Today, more than any other time in history, we’re able to access technology and scientific research to make more informed lifestyle choices. Never before has our health depended upon that knowledge, especially with regard to the products we choose to enhance our beauty and wellness, two areas that are intrinsically linked.
We now understand that beauty is not just skin deep. Diet, exercise and even our behaviour all impact our inner state of being, the symptoms of which can be reflected through our skin. Looking good has become an holistic and organic conversation, one that scrutinises the depths of nature and science so that we can look and feel better about ourselves and the skin we’re in.
It is therefore imperative that we have a basic understanding about our skin and its function in order to make informed choices about the products we choose to protect and care for our skin.
The skin is the largest organ of the body. It is the meeting place between the inner and outer world, reflecting our internal state of health. It consists of two main layers, the top layer is the epidermis, the lower is the dermis, wherein lie sweat glands, oil secreting glands and blood vessels. Imagine the pores of your skin as little mouths with their own digestive system, what would you feed them?
The dermis contains collagen which gives the skin its elasticity. It is within the skin’s lower layers that new cells form and migrate to the epidermis, replacing dead and worn out cells. It is our responsibility to assist the skin in this natural function by keeping the skin clean and nourished. The epidermis acts as protection and shelter to the more vulnerable lower tissue. It protects against bacteria entering the body and from overexposure to the sun.

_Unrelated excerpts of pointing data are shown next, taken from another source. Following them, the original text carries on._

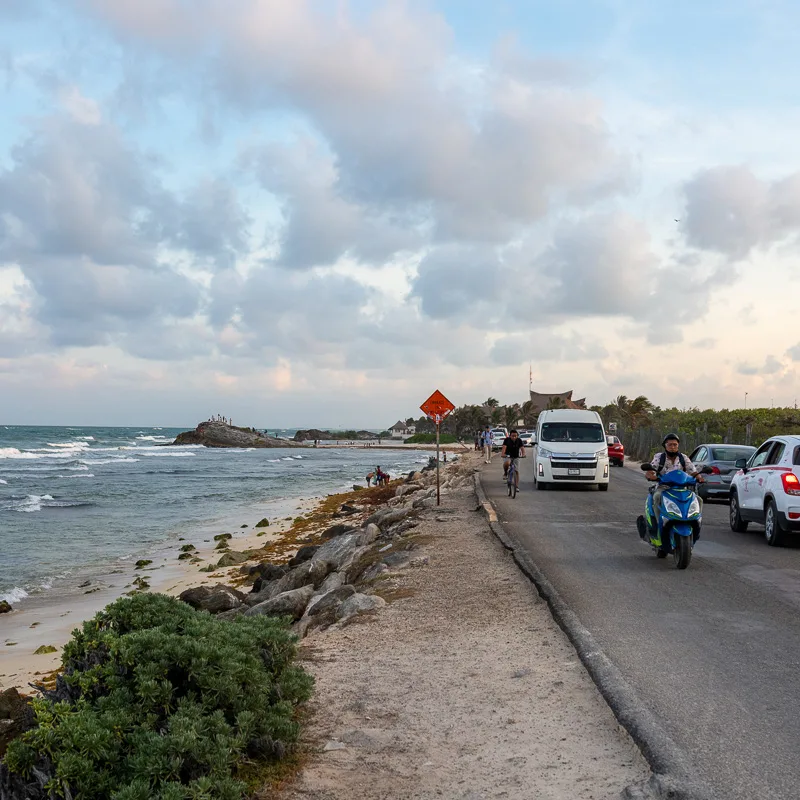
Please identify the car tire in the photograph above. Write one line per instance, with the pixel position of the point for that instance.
(737, 523)
(772, 527)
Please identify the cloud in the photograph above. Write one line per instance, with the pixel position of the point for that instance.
(731, 211)
(479, 153)
(543, 346)
(771, 366)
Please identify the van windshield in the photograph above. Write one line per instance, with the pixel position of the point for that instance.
(572, 432)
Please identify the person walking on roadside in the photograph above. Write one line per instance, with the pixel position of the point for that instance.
(487, 445)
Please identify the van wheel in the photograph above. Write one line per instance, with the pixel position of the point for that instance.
(772, 529)
(737, 523)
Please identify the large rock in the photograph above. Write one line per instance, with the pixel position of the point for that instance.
(337, 530)
(328, 603)
(220, 434)
(232, 559)
(359, 604)
(214, 599)
(369, 535)
(311, 573)
(338, 552)
(303, 554)
(16, 717)
(292, 603)
(388, 516)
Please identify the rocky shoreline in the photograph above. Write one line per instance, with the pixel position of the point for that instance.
(416, 625)
(213, 433)
(331, 576)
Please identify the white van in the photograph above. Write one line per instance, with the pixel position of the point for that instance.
(570, 447)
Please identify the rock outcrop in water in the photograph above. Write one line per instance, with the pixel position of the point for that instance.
(220, 434)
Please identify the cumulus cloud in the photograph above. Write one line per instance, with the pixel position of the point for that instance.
(479, 153)
(731, 211)
(771, 366)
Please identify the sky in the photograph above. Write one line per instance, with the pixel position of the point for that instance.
(315, 213)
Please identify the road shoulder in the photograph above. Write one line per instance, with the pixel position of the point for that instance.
(463, 687)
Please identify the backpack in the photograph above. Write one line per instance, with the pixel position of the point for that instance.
(663, 461)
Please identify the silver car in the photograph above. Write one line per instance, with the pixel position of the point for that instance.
(722, 459)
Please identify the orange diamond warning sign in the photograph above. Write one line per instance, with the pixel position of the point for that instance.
(437, 406)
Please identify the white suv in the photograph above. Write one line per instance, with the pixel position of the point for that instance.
(766, 489)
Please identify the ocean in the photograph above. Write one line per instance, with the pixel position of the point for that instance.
(75, 502)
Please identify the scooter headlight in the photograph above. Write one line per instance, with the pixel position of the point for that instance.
(671, 507)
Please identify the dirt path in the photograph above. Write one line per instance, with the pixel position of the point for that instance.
(466, 688)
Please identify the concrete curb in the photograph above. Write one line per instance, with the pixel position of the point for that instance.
(672, 777)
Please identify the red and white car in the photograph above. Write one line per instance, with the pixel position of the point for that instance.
(766, 489)
(616, 451)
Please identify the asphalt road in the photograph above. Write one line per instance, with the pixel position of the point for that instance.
(713, 651)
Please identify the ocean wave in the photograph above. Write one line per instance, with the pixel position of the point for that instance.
(91, 462)
(14, 595)
(168, 455)
(36, 502)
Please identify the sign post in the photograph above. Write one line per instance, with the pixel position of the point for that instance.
(437, 407)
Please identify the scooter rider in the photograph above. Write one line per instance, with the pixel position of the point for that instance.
(669, 460)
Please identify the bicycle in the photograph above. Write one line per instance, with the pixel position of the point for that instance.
(511, 478)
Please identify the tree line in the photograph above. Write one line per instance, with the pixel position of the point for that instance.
(640, 423)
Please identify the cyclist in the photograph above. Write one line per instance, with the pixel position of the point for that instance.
(513, 449)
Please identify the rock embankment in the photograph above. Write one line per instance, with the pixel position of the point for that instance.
(334, 578)
(220, 434)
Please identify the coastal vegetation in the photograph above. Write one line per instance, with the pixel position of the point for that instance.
(157, 701)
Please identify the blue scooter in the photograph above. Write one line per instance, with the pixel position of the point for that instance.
(675, 526)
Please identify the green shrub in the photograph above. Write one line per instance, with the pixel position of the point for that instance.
(158, 701)
(430, 438)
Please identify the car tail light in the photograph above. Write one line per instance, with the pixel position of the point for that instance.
(791, 483)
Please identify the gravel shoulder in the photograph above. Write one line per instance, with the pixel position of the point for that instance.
(462, 687)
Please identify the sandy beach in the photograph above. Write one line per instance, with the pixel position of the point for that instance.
(44, 621)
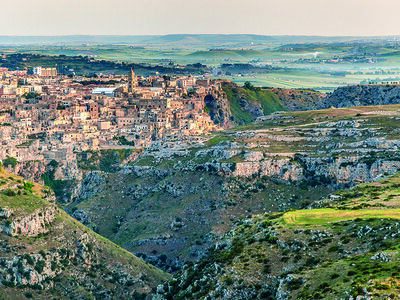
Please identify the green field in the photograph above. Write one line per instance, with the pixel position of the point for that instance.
(312, 64)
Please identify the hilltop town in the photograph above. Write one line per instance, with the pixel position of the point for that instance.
(47, 116)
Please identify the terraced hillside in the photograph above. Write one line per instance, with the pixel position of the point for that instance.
(341, 251)
(178, 197)
(45, 254)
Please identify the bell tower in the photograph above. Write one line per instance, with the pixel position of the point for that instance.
(131, 82)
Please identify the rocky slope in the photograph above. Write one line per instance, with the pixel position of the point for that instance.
(329, 253)
(45, 254)
(180, 196)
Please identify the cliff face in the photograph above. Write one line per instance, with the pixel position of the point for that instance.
(42, 248)
(32, 224)
(179, 196)
(324, 252)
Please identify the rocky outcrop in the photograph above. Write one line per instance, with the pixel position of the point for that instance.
(32, 224)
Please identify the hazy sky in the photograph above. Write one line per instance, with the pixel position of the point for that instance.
(132, 17)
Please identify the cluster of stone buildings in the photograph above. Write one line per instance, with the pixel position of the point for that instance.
(70, 115)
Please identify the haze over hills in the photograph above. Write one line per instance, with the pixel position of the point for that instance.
(213, 189)
(183, 40)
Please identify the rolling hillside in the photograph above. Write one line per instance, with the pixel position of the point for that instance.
(44, 253)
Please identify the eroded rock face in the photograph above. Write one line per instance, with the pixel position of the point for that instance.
(30, 225)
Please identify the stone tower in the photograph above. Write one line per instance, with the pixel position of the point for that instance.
(131, 82)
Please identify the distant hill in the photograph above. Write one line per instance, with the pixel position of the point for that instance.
(177, 40)
(361, 95)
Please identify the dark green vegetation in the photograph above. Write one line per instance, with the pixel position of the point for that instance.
(265, 257)
(173, 213)
(250, 102)
(105, 160)
(47, 254)
(177, 200)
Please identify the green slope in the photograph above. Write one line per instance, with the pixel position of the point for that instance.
(345, 253)
(244, 101)
(44, 253)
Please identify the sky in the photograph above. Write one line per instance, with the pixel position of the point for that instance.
(157, 17)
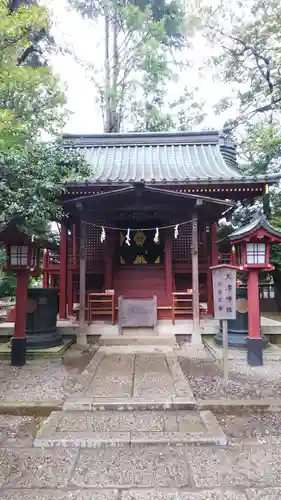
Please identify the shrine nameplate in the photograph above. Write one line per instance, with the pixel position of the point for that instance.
(136, 313)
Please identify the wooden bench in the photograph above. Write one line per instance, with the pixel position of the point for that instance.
(136, 313)
(101, 304)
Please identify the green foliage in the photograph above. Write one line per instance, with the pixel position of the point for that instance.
(32, 184)
(31, 97)
(141, 40)
(246, 38)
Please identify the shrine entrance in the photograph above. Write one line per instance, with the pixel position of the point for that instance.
(140, 246)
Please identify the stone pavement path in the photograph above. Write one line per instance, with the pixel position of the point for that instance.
(250, 469)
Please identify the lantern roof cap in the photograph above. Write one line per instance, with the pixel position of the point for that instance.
(260, 221)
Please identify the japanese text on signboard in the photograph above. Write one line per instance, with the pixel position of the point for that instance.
(224, 289)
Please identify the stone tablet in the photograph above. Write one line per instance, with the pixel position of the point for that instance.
(136, 313)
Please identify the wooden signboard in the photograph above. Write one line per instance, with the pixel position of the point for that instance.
(136, 313)
(224, 290)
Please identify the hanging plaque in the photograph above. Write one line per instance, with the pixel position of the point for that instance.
(224, 292)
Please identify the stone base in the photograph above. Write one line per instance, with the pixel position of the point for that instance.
(18, 352)
(42, 340)
(52, 352)
(90, 429)
(237, 340)
(255, 347)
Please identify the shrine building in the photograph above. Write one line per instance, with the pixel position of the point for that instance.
(144, 224)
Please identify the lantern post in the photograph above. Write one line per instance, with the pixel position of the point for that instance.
(23, 258)
(252, 243)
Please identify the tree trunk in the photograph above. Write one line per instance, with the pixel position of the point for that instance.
(114, 116)
(107, 124)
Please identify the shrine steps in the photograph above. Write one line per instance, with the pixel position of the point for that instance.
(99, 428)
(137, 340)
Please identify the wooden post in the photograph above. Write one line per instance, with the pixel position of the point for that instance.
(168, 267)
(225, 350)
(108, 264)
(82, 337)
(69, 293)
(63, 271)
(215, 252)
(210, 300)
(196, 335)
(255, 342)
(18, 350)
(74, 250)
(45, 267)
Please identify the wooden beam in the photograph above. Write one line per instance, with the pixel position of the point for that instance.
(63, 271)
(69, 293)
(45, 267)
(82, 337)
(108, 261)
(215, 252)
(196, 335)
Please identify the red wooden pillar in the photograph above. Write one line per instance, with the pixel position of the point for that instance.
(45, 267)
(254, 341)
(168, 268)
(108, 263)
(215, 252)
(74, 249)
(253, 305)
(210, 300)
(69, 293)
(63, 271)
(213, 260)
(82, 337)
(18, 350)
(196, 335)
(208, 257)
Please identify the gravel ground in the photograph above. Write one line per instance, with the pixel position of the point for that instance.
(18, 430)
(42, 380)
(244, 382)
(251, 425)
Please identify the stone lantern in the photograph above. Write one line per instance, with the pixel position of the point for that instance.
(23, 257)
(252, 247)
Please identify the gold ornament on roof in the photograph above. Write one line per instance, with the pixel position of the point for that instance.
(122, 238)
(140, 260)
(139, 238)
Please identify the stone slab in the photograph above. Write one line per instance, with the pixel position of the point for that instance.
(216, 466)
(184, 495)
(50, 352)
(152, 376)
(264, 493)
(111, 340)
(34, 468)
(140, 494)
(113, 377)
(58, 495)
(89, 429)
(130, 466)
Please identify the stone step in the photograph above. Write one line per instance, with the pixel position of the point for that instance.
(129, 404)
(90, 429)
(137, 340)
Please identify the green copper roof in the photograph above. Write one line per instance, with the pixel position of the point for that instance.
(159, 157)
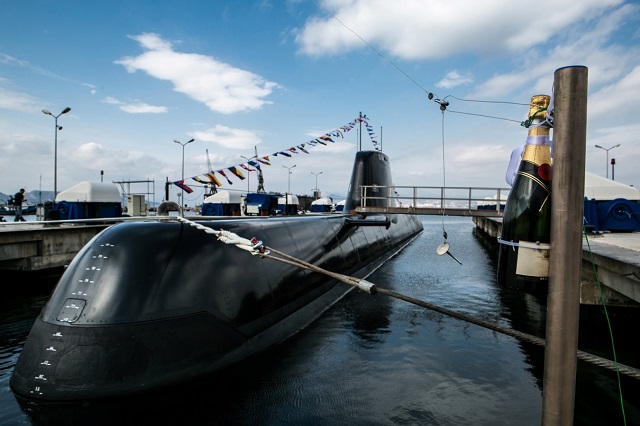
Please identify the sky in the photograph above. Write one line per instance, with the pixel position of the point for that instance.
(241, 77)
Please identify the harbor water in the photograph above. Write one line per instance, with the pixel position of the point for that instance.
(371, 360)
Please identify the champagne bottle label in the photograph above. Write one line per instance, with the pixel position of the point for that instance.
(532, 262)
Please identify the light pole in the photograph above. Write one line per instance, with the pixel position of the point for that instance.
(607, 149)
(289, 168)
(55, 150)
(316, 175)
(248, 172)
(182, 194)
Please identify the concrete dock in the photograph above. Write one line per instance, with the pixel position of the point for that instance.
(39, 246)
(615, 257)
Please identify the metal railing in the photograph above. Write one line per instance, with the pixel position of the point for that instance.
(461, 201)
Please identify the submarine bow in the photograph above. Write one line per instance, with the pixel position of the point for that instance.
(150, 304)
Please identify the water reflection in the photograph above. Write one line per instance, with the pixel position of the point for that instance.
(373, 359)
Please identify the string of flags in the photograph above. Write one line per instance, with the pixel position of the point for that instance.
(216, 177)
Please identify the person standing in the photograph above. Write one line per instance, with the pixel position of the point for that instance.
(17, 202)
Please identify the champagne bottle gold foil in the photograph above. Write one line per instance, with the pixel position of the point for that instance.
(538, 154)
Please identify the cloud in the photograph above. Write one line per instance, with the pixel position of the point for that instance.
(220, 86)
(135, 107)
(228, 137)
(17, 101)
(415, 29)
(453, 79)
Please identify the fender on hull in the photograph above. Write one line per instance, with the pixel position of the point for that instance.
(151, 304)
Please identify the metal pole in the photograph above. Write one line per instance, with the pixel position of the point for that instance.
(248, 172)
(563, 299)
(182, 193)
(607, 163)
(55, 150)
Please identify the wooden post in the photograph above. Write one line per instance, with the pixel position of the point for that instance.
(563, 300)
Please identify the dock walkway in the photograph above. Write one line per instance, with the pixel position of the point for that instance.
(616, 257)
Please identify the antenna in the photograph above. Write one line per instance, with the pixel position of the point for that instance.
(212, 186)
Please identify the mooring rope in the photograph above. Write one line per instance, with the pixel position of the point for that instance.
(256, 247)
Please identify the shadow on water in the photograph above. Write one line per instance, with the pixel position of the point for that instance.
(598, 392)
(376, 360)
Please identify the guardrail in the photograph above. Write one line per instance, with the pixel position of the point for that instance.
(460, 201)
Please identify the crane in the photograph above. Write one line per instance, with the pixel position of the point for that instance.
(212, 187)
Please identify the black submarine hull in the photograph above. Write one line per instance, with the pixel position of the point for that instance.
(151, 304)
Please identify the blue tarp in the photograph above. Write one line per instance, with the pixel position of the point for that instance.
(220, 209)
(619, 215)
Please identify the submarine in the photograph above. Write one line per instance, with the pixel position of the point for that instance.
(151, 304)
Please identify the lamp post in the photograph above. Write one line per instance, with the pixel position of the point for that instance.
(55, 149)
(607, 149)
(182, 193)
(316, 175)
(286, 197)
(289, 168)
(248, 172)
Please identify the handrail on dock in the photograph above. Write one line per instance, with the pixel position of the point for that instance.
(453, 200)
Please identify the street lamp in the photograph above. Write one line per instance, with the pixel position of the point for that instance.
(607, 149)
(289, 168)
(249, 173)
(182, 196)
(316, 174)
(55, 150)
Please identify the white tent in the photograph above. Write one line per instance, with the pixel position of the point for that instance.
(290, 199)
(323, 201)
(91, 192)
(226, 197)
(603, 189)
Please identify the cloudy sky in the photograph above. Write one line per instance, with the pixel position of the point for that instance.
(241, 76)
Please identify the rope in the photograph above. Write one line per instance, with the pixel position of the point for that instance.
(256, 247)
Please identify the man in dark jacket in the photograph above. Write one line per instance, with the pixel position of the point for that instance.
(17, 202)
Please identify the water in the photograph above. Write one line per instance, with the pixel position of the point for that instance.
(369, 360)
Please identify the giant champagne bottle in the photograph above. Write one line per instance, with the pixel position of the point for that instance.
(523, 262)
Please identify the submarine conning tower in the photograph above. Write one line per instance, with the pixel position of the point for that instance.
(370, 168)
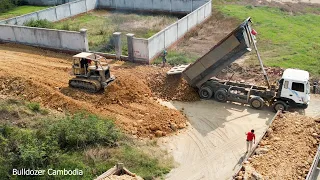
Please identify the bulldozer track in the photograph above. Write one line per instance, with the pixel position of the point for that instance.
(85, 84)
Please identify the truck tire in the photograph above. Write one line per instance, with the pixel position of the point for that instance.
(256, 102)
(205, 93)
(279, 105)
(221, 95)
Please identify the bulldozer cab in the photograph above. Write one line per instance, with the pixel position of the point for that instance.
(91, 74)
(85, 64)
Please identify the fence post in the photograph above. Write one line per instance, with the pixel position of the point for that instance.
(117, 44)
(70, 8)
(83, 32)
(130, 46)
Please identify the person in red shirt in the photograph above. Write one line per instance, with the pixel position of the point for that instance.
(250, 137)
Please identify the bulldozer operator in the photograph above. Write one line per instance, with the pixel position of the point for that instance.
(84, 63)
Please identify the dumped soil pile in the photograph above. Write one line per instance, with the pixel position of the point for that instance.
(172, 87)
(122, 177)
(287, 151)
(128, 100)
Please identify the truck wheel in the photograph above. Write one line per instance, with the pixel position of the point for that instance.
(205, 93)
(221, 95)
(256, 102)
(280, 105)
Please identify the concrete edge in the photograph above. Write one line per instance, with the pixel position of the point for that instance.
(179, 39)
(314, 164)
(27, 27)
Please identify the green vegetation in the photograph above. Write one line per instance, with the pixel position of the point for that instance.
(13, 11)
(177, 58)
(42, 23)
(81, 141)
(285, 40)
(102, 24)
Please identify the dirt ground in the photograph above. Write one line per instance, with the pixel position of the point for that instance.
(42, 76)
(289, 146)
(213, 146)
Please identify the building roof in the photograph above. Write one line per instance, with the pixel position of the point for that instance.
(296, 74)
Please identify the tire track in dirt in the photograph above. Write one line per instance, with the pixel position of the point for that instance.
(42, 76)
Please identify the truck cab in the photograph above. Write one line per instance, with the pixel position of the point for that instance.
(294, 88)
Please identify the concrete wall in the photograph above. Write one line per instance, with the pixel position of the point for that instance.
(56, 39)
(48, 2)
(177, 30)
(176, 6)
(55, 13)
(140, 49)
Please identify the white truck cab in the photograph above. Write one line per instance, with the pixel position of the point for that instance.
(295, 87)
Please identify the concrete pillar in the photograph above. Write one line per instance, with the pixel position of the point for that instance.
(130, 46)
(83, 33)
(117, 44)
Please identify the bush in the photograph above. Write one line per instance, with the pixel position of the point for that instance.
(22, 148)
(80, 131)
(42, 23)
(6, 5)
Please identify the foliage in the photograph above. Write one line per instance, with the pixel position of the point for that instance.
(80, 131)
(6, 5)
(81, 141)
(285, 40)
(42, 23)
(19, 10)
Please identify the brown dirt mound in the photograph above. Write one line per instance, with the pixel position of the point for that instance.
(128, 99)
(171, 87)
(291, 147)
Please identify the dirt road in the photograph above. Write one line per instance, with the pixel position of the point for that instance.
(214, 144)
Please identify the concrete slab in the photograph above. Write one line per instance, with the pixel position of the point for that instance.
(214, 145)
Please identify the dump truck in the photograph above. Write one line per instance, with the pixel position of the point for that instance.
(293, 89)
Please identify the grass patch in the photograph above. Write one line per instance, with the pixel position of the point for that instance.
(42, 23)
(81, 141)
(102, 24)
(177, 58)
(20, 10)
(284, 40)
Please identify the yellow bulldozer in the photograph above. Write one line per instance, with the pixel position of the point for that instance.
(90, 74)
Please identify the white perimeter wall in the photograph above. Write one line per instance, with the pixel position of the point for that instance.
(176, 6)
(172, 33)
(55, 13)
(12, 31)
(56, 39)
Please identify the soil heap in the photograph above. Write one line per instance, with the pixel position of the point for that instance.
(287, 151)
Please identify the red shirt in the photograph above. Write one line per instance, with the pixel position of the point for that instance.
(250, 136)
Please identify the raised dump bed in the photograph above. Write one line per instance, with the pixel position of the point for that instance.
(229, 49)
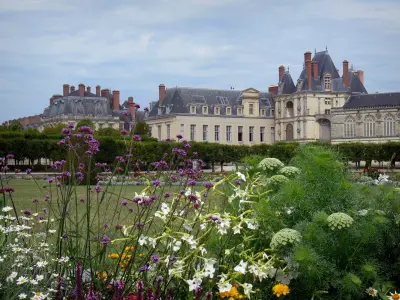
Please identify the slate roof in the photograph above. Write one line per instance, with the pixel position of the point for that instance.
(373, 100)
(326, 65)
(286, 86)
(178, 100)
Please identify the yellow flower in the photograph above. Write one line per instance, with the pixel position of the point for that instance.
(113, 255)
(280, 289)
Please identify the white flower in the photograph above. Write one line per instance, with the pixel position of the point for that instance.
(194, 284)
(241, 267)
(241, 176)
(22, 280)
(285, 236)
(7, 208)
(177, 245)
(247, 289)
(223, 284)
(339, 221)
(251, 224)
(372, 292)
(142, 240)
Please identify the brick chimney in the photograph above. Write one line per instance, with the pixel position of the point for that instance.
(314, 65)
(281, 72)
(81, 90)
(273, 89)
(161, 93)
(65, 89)
(307, 63)
(115, 100)
(360, 74)
(132, 108)
(346, 73)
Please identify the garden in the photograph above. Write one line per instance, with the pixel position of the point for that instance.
(298, 226)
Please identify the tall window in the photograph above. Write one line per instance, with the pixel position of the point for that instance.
(349, 127)
(192, 132)
(327, 82)
(216, 133)
(168, 131)
(251, 109)
(389, 126)
(240, 134)
(229, 133)
(251, 134)
(272, 134)
(159, 132)
(262, 134)
(205, 132)
(369, 126)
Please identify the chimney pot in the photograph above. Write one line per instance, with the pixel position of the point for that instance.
(346, 73)
(161, 93)
(81, 90)
(65, 89)
(116, 99)
(281, 72)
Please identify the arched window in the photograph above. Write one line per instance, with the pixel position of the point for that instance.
(350, 127)
(389, 124)
(327, 82)
(369, 126)
(289, 109)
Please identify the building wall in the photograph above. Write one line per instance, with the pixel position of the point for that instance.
(309, 110)
(178, 122)
(339, 117)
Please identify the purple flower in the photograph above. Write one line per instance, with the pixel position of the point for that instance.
(155, 258)
(105, 240)
(156, 183)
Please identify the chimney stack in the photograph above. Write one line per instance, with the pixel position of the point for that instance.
(81, 90)
(360, 74)
(346, 73)
(65, 89)
(281, 72)
(161, 93)
(115, 100)
(314, 65)
(307, 62)
(273, 89)
(132, 108)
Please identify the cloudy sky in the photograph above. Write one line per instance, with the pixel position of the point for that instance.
(135, 45)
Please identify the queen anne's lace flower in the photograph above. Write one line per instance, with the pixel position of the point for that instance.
(270, 164)
(289, 171)
(277, 179)
(284, 237)
(339, 221)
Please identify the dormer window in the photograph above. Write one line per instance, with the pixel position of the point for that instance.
(327, 82)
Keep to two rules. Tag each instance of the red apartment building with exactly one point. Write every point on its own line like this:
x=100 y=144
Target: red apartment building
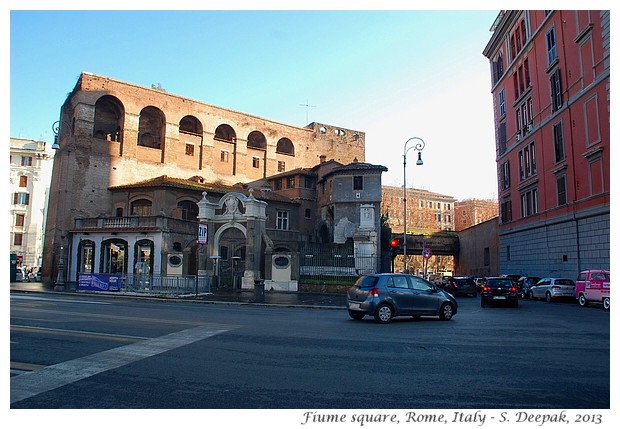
x=551 y=94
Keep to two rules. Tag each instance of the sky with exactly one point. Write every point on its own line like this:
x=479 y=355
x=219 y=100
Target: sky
x=392 y=74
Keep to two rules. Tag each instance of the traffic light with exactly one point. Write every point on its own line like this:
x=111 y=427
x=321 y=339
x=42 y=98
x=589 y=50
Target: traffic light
x=394 y=245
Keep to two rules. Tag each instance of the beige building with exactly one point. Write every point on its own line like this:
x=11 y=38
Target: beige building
x=470 y=212
x=132 y=163
x=30 y=172
x=426 y=211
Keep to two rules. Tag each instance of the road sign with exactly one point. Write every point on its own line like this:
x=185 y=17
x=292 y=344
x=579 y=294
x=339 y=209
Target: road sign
x=202 y=233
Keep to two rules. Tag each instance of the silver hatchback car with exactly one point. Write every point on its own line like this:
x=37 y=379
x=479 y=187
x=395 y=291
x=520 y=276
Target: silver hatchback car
x=551 y=288
x=385 y=296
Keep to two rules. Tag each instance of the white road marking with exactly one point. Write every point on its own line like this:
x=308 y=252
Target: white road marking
x=33 y=383
x=41 y=298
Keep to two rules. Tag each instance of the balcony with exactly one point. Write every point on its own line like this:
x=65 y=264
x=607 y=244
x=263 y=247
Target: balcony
x=135 y=224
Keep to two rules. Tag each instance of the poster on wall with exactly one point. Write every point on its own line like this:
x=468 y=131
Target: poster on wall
x=99 y=282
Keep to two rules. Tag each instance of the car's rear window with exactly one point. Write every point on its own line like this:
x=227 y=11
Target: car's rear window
x=366 y=282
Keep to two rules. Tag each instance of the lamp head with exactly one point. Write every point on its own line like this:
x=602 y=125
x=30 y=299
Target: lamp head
x=419 y=161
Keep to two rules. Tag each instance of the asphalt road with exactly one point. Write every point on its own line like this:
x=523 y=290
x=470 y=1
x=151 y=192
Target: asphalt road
x=84 y=352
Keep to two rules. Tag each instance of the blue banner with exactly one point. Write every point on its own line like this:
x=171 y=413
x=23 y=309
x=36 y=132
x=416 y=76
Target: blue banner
x=100 y=282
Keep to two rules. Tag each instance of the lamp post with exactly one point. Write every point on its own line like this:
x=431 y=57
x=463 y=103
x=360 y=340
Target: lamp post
x=60 y=280
x=417 y=146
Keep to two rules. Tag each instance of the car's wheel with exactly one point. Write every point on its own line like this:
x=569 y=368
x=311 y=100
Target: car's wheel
x=357 y=315
x=446 y=311
x=384 y=313
x=606 y=303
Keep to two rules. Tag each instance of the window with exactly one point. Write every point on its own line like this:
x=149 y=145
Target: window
x=558 y=142
x=282 y=220
x=189 y=210
x=552 y=53
x=506 y=211
x=86 y=255
x=501 y=102
x=21 y=198
x=556 y=90
x=505 y=175
x=561 y=187
x=527 y=161
x=141 y=207
x=358 y=183
x=501 y=137
x=18 y=238
x=529 y=202
x=20 y=219
x=113 y=256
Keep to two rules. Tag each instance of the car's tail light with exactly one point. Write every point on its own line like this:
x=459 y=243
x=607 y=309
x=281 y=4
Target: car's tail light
x=374 y=292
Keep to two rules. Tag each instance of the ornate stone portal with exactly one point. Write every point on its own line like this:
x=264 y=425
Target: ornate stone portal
x=233 y=210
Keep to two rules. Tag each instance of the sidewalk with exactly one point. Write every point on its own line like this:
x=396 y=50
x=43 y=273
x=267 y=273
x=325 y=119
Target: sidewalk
x=243 y=296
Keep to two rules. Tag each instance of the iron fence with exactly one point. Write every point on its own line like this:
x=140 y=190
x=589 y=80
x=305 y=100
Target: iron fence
x=334 y=262
x=166 y=285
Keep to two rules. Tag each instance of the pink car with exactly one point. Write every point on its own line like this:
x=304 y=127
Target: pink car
x=593 y=286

To maintain optimum condition of our skin we should cleanse and nourish it daily (try using certified organic foaming cleanser and certified organic moisturiser). Dead cells, sweat, dirt and bacteria must be removed – regular exfoliation is essential (every fourth day or once a week for sensitive skin).
The skin must also be fed using organic food and fluids and protected against the external environment using certified organic vitamin-rich skin and body care products.
It has been proven that an inclusive, holistic approach works best; starting with the face (including the throat chest and breast area), extending to the hands and finishing with the feet – and including everything in between.
Start with avoiding all products that have perfume or fragrance added – many upmarket ‘natural’ brands have this in their ingredients list. There is substantial evidence indicating that if we remove synthetic fragrance from our skincare products we would see a massive reduction in allergic reactions and skin sensitivities. Synthetic perfume or fragrance is not allowed in certified organic skin care products, so always check the labels and buy products that are certified organic.